Residual antibiotics in meat were previously found to disrupt its fermentation, increase the risk of infection, and make pathogens less susceptible medically to treatment with antibiotics. Apparently, antibiotics found at low concentrations at the end of the ethanol process can cause high levels of antimicrobial resistance. These problems can be avoided by the application of DBNPA instead of an antibiotic to control bacteria in the ethanol process. This represents a significant advance in the field because DBNPA breaks down prior to the end of the process and thus cannot enter DDGS used for animal foods. This means that the application of DBNPA can circumvent the bacterial antibiotic resistance problem of FDA concern, making it a successful alternative to antibiotics. Then agricultural use of DDGS in feed would represent a safer practice because DBNPA would be degraded, would make the use of antibiotics oblivious and reduce antibiotic resistance in bacteria in bovine, swine, and poultry applications in the food chain.

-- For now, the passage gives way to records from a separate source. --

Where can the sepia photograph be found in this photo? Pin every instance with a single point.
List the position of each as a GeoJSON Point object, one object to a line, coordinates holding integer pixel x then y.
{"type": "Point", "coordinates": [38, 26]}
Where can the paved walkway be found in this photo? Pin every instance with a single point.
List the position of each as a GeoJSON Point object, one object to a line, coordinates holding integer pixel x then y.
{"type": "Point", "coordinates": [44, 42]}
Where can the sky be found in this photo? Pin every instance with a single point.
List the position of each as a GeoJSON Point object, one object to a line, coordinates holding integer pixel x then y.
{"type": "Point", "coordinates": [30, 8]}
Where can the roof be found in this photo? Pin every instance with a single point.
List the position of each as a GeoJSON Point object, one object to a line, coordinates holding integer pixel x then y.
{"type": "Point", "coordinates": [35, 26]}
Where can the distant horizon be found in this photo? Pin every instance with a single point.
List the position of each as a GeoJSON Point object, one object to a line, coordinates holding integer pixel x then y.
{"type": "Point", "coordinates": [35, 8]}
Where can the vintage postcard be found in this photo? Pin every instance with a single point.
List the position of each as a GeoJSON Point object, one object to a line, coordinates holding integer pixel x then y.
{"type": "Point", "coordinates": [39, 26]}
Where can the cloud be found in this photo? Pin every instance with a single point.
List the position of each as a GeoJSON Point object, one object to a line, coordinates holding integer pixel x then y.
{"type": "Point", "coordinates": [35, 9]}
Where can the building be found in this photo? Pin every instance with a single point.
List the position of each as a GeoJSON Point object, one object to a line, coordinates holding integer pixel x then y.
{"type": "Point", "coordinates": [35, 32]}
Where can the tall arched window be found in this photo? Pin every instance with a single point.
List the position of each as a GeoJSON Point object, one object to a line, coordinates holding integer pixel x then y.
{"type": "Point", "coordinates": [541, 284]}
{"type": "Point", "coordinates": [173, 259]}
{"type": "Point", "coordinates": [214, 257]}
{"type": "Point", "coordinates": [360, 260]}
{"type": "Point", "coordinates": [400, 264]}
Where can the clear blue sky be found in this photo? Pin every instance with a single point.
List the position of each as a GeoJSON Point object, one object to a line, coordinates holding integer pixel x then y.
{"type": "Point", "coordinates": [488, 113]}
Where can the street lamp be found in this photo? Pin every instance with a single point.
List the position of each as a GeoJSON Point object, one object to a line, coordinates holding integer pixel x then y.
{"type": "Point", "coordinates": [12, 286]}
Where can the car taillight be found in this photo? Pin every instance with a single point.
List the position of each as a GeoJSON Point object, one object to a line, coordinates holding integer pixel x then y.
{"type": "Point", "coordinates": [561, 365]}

== Environmental implications ==
DBNPA breaks down chemically in systems rather than biologically, like pharmaceuticals do in living organisms. Both biotic and abiotic processes can cause degradation in soil and water. Half-lives in soil range from 4 to 25 hours, with pH values between 4.8 and 7.5. DBNPA is prone to photodegradation in regions exposed to sunlight and aqueous hydrolysis in moist soil.

DBNPA is not expected to adsorb to sediment and suspended solids in water. In water, the primary product of degradation at pH 5 is dibromoacetic acid, while at pH 7 and 9, the primary product of degradation is dibromoacetonitrile. Additionally, it can break down into bromoacetamide, bromoacetic acid, 2-cyanoacetamide, and oxalic acid. About 4 hours is the half-life. DBNPA is prone to photodegradation.

Its atmospheric fate is that the vapour-phase DBNPA is degraded in the atmosphere by photochemically-produced hydroxyl radicals, and the half-life of this process is approximately 8 days. DBNPA is also susceptible to photolysis in the atmosphere, directly.